Os atrasos nas obras aconteceram porque a Porto 2001 quis fazer de mais?
Acho que foi em Maio de 1998 que se soube que o Porto tinha sido escolhido para Capital Europeia da Cultura em 2001. A administração da Porto 2001 tomou posse a 31 de Janeiro de 1999. A seguir a isso, e criada a estrutura, começou a estudar-se um programa inicial, que era muito ambicioso. Incluía praticamente toda a cidade do Porto. No Verão de 1999, tinha começado a haver desentendimentos entre a administração e um dos accionistas, o Ministério da Cultura. Eu entrei em Novembro de 1999 e estava tudo muito atrasado.
Atribui os atrasos também a esses desentendimentos?
O tempo já era muito curto e não havia tempo para desentendimentos. Claramente houve uma quebra na actividade, pode ter sido durante dois ou três meses, mas num projecto que já tinha pouco tempo, torna tudo muito difícil.
Disse que o programa foi muito ambicioso. Mas foi de mais?
Sim, os meses de Dezembro e Janeiro foram de um trabalho brutal. Era preciso olhar para o programa e decidir o que se ia fazer. O tempo era muito curto. Nós íamos abrir ruas novas, fazer bairros novos, íamos intervir na marginal entre as duas pontes de ferro. Era um programa impossível. Tivemos de nos sentar durante longas noites e pensar “não pode ser, isto não é possível, onde é que está o financiamento?”. O próprio financiamento não estava garantido.
O programa inicial era utópico?
Era extremamente ambicioso, diria eu. Não é mau partir com um programa ambicioso mas, a certa altura, é preciso haver realismo e esse realismo não chegou a haver, pelo menos antes da minha chegada, talvez por causa dessas paragens, dessas interrupções.
A Casa da Música foi cara, ou pela obra de arquitectura e de engenharia que é e o que representa hoje, até foi barata?

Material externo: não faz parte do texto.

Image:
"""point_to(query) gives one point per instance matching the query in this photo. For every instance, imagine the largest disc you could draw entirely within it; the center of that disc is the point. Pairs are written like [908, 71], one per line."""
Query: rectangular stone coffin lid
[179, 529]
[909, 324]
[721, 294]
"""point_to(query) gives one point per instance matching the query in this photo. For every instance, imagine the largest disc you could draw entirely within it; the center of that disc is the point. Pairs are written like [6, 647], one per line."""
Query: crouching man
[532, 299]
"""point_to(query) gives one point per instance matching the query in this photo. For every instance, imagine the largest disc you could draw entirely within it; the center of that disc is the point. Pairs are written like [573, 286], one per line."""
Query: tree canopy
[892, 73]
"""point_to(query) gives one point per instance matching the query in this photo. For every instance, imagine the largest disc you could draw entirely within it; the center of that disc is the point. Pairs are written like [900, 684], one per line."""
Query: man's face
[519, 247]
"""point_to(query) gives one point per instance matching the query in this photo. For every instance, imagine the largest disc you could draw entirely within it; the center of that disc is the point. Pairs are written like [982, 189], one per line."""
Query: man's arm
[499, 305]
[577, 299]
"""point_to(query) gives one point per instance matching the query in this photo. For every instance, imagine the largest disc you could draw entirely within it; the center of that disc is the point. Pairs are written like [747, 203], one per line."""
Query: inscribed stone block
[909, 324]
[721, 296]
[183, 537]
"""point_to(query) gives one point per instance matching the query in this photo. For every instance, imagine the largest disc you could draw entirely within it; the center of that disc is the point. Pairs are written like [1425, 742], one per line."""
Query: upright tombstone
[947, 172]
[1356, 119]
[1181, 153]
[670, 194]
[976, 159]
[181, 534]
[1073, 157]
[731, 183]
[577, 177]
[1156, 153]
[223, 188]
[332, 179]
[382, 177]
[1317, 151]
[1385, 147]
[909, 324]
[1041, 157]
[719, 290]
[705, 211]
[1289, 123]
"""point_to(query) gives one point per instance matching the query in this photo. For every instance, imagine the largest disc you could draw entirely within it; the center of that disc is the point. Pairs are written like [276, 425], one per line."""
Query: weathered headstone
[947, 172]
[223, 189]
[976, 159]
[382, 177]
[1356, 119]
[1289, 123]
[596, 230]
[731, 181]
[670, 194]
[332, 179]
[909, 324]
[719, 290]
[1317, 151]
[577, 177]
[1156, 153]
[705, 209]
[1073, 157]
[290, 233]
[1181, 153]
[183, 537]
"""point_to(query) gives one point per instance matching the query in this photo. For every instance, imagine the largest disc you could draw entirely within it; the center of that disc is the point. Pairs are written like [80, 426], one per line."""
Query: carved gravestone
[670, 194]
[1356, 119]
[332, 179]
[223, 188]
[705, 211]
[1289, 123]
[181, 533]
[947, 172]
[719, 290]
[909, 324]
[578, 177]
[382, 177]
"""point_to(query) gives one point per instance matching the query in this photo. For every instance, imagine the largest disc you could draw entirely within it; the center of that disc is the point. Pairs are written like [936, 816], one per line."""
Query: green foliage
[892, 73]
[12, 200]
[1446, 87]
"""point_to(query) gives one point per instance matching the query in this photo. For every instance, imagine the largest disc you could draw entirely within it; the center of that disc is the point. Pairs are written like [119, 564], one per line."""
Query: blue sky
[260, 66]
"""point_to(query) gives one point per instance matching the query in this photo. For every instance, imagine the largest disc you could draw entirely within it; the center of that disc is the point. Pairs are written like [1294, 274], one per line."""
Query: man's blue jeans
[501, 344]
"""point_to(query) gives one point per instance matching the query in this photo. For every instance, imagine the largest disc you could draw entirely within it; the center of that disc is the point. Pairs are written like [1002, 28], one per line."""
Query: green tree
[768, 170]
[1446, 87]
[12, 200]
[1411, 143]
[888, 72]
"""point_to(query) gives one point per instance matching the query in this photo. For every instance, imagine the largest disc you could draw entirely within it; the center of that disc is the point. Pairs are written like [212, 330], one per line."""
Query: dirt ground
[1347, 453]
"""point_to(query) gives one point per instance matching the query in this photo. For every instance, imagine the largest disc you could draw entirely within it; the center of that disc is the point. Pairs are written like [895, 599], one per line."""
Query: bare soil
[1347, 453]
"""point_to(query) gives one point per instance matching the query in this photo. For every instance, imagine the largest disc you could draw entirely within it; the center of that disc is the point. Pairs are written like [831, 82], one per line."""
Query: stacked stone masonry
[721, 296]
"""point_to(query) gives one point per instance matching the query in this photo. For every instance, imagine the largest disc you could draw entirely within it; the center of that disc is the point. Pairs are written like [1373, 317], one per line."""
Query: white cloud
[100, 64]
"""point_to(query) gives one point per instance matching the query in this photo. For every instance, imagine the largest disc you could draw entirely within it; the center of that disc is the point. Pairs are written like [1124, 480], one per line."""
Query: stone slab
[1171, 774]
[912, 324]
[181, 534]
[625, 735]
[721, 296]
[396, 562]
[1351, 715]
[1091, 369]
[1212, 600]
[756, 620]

As pessoas às vezes comparam coisas sem pensar, coisas que não são comparáveis. Sei que, depois de eu sair, houve renegociação com o arquitecto. Essa renegociação do contrato teve naturalmente custos. E o nosso orçamento era para a construção. O preço final que veio nos jornais [cerca de 100 milhões de euros] era o orçamento da Casa da Música funcional, com todo o equipamento que lá está. Se me perguntar se eu teria permitido chegar àquele orçamento, não teria. Porque acho que há coisas que foram feitas que não eram estritamente necessárias.
Tais como?
É preciso conhecer a casa em detalhe, ter conhecido o projecto inicial. Há lá portas metálicas que não existiam inicialmente e que tiveram um custo brutal. O orçamento que nós tínhamos, enquanto lá estive, era de 55, 4 milhões de euros. E quando eu saí, estavam comprometidos 34 milhões e o resto estava gasto.